Sunday, June 23, 2024

The biggest problem with water heating? You don’t know which problems you have!

Adrian Barber suggests ways to maximise water heating efficiency.

Many student accommodation properties have multiple local hot water cylinders supplying groups or ‘clusters’ of rooms.

Cylinders are generally plumbed in, locked in a dark tank cupboard, and only see the light of day following ‘lack of hot water’ complaints.

Water cylinders engender many and varied issues. But identifying these problems, then locating and fixing them is time consuming and costly for maintenance teams. Older systems become a game of ‘whack-a-mole’ – one issue is resolved, others spring up. Problems cost time and money and disrupt room occupants!

The biggest problem with water heating, is that you don’t know which problems you have, or where they are.

With space heating in student dwellings, managers appreciate that monitoring and controlling at point-of-use is most effective in managing consumption. The more data, the better the management strategies. Even minimal savings per room become significant when multiplied by 500 occupants. When data capture is applied to water heating there are many other advantages too.

Problem solving

Most issues occur because it is simply not known what is happening in the system e.g. Volume of water entering; Water temperature within the tank; Leak/wastage; Flowrates through pipes; and tap temperature. Gathering this information requires several monitoring points with sensors and meters collecting data.

The new generation of ‘smart’ tank has such capabilities. Pre-plumbed and pre-wired with factory-fitted on-board controls ensures a consistency of production quality, and a familiarity of installations across a site. Fitting time, and costs are cut, and maintenance is more efficient.

When connected to a centrally controlled system, data is transmitted to a hub where Energy, Maintenance, and H&S Teams can see precisely what is happening throughout their system. In addition, unusual usage patterns, leaks/wastage, and faulty components are reported.


Three levels can be identified for Water heating efficiency-analysis.

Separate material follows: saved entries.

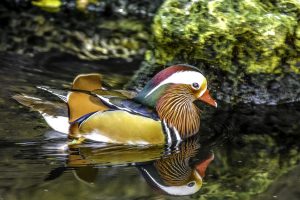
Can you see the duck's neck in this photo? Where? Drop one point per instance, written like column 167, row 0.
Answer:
column 176, row 107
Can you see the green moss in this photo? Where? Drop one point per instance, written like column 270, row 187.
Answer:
column 48, row 5
column 249, row 35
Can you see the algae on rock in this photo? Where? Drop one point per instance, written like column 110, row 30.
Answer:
column 248, row 50
column 253, row 35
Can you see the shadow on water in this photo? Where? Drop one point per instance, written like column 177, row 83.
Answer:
column 252, row 147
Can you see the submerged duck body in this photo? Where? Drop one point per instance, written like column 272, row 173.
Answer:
column 162, row 112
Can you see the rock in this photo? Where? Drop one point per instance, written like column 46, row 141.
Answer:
column 243, row 47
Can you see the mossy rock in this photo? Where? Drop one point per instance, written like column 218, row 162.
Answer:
column 253, row 35
column 248, row 50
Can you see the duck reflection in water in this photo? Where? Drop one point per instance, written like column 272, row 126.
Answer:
column 175, row 170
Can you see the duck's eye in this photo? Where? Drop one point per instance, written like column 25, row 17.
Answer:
column 191, row 184
column 196, row 86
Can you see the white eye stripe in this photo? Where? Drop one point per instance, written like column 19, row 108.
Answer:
column 183, row 77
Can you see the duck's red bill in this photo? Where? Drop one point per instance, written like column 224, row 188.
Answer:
column 201, row 167
column 208, row 99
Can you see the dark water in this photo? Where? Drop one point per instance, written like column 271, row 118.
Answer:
column 255, row 148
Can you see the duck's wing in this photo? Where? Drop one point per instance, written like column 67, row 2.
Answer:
column 129, row 105
column 61, row 94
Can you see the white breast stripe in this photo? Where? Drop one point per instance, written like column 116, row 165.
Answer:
column 167, row 132
column 175, row 190
column 178, row 138
column 183, row 77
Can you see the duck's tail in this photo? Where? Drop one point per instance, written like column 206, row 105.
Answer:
column 54, row 113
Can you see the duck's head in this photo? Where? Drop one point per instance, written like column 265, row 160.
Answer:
column 172, row 93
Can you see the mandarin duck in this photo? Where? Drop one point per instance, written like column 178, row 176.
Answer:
column 178, row 171
column 162, row 112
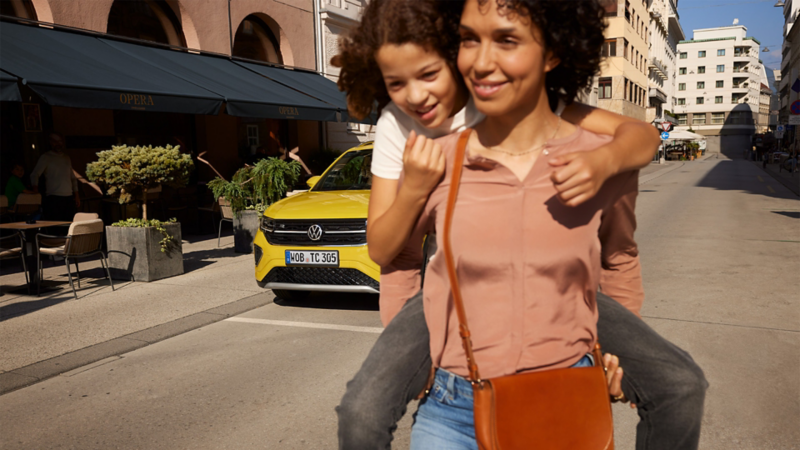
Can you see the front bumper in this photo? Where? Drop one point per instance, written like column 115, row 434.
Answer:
column 356, row 272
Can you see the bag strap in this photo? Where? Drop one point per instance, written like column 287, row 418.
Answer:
column 463, row 329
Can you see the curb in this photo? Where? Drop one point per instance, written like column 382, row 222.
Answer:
column 794, row 189
column 42, row 370
column 654, row 175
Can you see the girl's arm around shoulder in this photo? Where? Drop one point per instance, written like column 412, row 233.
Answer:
column 579, row 176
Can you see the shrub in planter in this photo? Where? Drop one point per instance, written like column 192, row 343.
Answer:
column 146, row 250
column 250, row 191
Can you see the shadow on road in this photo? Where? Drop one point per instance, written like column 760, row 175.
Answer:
column 330, row 300
column 741, row 175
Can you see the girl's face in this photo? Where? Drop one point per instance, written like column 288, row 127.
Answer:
column 419, row 82
column 502, row 59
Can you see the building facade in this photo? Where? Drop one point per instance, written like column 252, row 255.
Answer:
column 789, row 91
column 623, row 83
column 665, row 33
column 335, row 18
column 719, row 84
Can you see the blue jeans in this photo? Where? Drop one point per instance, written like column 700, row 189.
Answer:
column 665, row 383
column 444, row 419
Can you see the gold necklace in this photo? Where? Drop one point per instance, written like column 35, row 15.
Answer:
column 538, row 147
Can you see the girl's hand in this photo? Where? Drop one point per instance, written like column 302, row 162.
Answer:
column 423, row 165
column 579, row 176
column 614, row 375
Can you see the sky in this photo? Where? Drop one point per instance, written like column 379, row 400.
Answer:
column 763, row 21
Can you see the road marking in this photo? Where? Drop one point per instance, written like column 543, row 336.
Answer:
column 321, row 326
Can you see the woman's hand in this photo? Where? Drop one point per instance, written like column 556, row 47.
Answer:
column 423, row 165
column 579, row 176
column 614, row 375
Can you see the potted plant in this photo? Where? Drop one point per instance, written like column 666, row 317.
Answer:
column 142, row 249
column 250, row 191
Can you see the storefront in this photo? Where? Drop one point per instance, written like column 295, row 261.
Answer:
column 98, row 91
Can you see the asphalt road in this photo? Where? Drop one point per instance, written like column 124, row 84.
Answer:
column 720, row 246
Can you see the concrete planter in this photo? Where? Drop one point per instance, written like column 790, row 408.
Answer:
column 135, row 253
column 245, row 227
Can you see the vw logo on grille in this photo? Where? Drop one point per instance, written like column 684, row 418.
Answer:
column 315, row 232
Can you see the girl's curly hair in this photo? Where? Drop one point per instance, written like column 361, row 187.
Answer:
column 573, row 31
column 431, row 24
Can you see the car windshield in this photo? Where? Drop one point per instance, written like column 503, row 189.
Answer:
column 351, row 172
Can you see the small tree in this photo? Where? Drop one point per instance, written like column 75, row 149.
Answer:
column 257, row 186
column 130, row 171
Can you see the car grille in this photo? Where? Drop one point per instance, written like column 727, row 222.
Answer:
column 321, row 276
column 334, row 232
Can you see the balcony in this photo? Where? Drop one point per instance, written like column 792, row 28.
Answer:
column 658, row 68
column 657, row 95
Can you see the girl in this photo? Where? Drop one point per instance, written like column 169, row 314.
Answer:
column 416, row 58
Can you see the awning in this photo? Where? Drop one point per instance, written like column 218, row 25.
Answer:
column 83, row 71
column 247, row 94
column 69, row 69
column 9, row 90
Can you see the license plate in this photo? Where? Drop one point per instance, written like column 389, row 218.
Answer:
column 312, row 258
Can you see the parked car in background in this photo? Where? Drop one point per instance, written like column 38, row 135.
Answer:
column 317, row 240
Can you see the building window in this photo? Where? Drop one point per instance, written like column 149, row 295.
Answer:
column 610, row 48
column 604, row 87
column 252, row 135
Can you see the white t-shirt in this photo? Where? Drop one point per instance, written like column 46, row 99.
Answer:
column 394, row 126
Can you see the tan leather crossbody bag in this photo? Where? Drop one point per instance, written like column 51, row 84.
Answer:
column 553, row 409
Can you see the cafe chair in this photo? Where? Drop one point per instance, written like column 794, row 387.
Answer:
column 226, row 213
column 12, row 247
column 84, row 239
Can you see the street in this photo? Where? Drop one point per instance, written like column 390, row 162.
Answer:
column 720, row 247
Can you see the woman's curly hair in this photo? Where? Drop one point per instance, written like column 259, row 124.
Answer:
column 573, row 31
column 431, row 24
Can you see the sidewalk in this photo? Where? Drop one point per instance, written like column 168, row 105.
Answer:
column 41, row 337
column 786, row 178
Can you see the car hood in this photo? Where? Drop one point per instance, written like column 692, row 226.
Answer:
column 322, row 205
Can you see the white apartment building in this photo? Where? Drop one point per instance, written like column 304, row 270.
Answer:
column 334, row 18
column 719, row 85
column 665, row 33
column 790, row 68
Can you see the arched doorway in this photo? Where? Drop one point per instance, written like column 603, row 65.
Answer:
column 18, row 8
column 255, row 40
column 149, row 20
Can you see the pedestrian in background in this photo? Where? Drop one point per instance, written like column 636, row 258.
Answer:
column 61, row 200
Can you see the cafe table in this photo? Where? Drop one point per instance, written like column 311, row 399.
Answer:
column 30, row 230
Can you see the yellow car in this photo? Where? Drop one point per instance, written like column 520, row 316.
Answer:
column 317, row 240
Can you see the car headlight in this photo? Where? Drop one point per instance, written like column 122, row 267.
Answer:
column 267, row 224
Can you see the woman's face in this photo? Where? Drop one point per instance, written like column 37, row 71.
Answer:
column 502, row 59
column 419, row 82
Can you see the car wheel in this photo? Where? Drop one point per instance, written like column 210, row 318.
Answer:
column 291, row 295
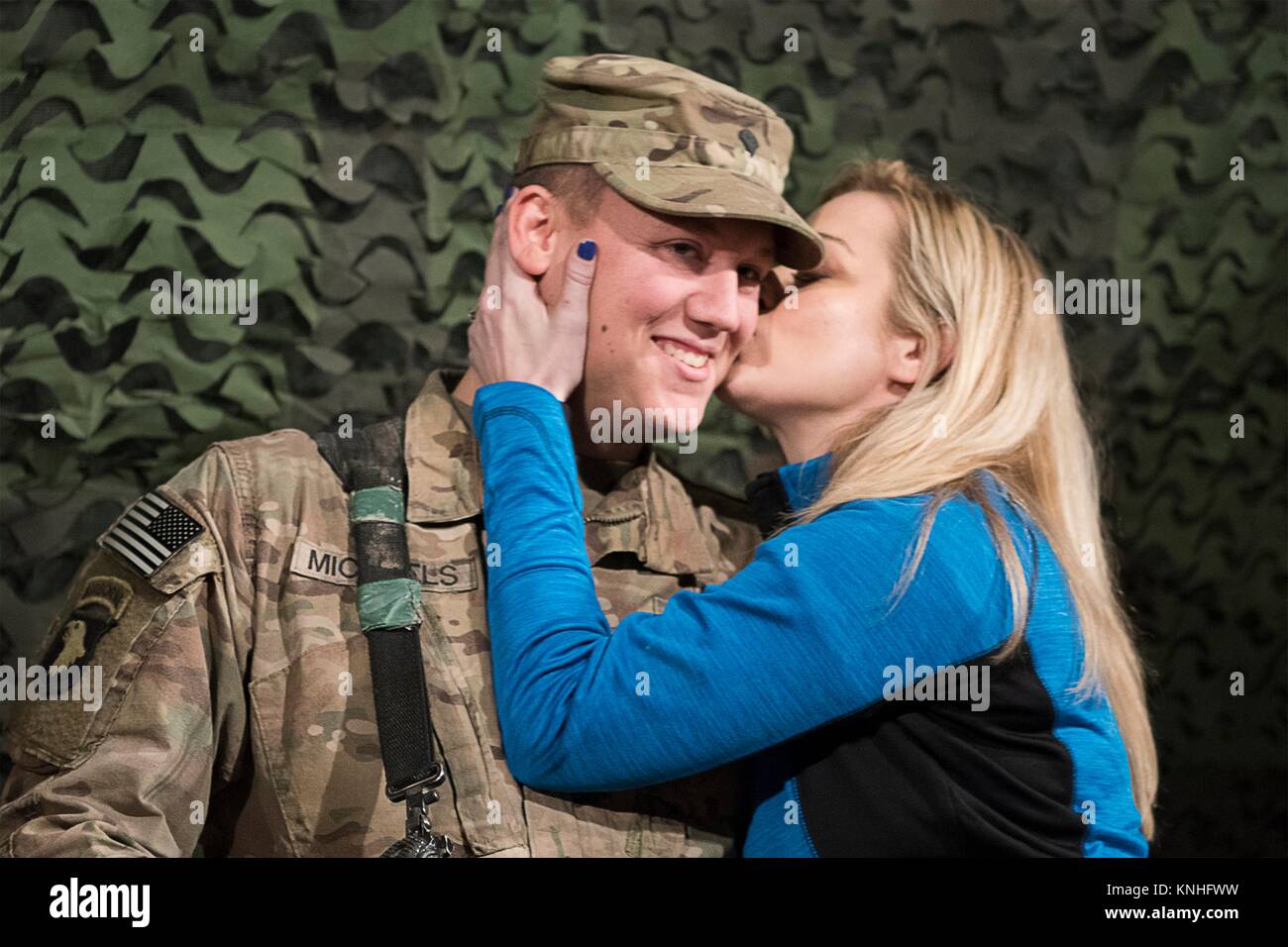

  1. Replacement: Cylinders are generally considered to be ‘a fit-it and forget-it’ product. Many are simply past their best and need changing. Greater efficiency will be immediate from a new cylinder, whatever its monitoring capabilities.
  2. Pro-active analyses: Accurate and intense monitoring of both energy and water consumption accumulates data as never before. From this, heating strategies are better defined. This results in stricter temperature control, and greater maintenance efficiencies.
  3. Nuances: An example is a pipe sensor. A small device that pinpoints invisible yet significant wastage. it detects water flow, and temperature at point-of-use. Dripping taps or faulty toilet cisterns are no longer imperceptible. Maintenance Teams are alerted. The swifter their action, the lesser the amount of water wasted.


Water safety is a subject where greater understanding of events and logging data is critical. What is the water temperature: In the tank? -When it leaves the tank? -At the outlet? Is Legionella a risk? Are Water Safety Plans adhered to? Can this be evidenced? Are taps and showers presenting scolding hazards?

These questions are answered when a water system is monitored absolutely.

Customer relations

The quality of student accommodation has soared in recent years, delivering superb facilities and outstanding comfort. Rental values are commensurate. But with this, increased resident expectations.

Unreliable water supply is unacceptable. As are frequent knocks on doors from maintenance teams hunting for problems. Remote monitoring reveal’s accurate location of faults, speeds up repair, and encourages scheduled maintenance regimes. All of which reduces interaction with, and interruption of, occupiers.

If a problem is known, it can be dealt with. But currently, those responsible for water heating efficiency, like their cylinders, are in the dark!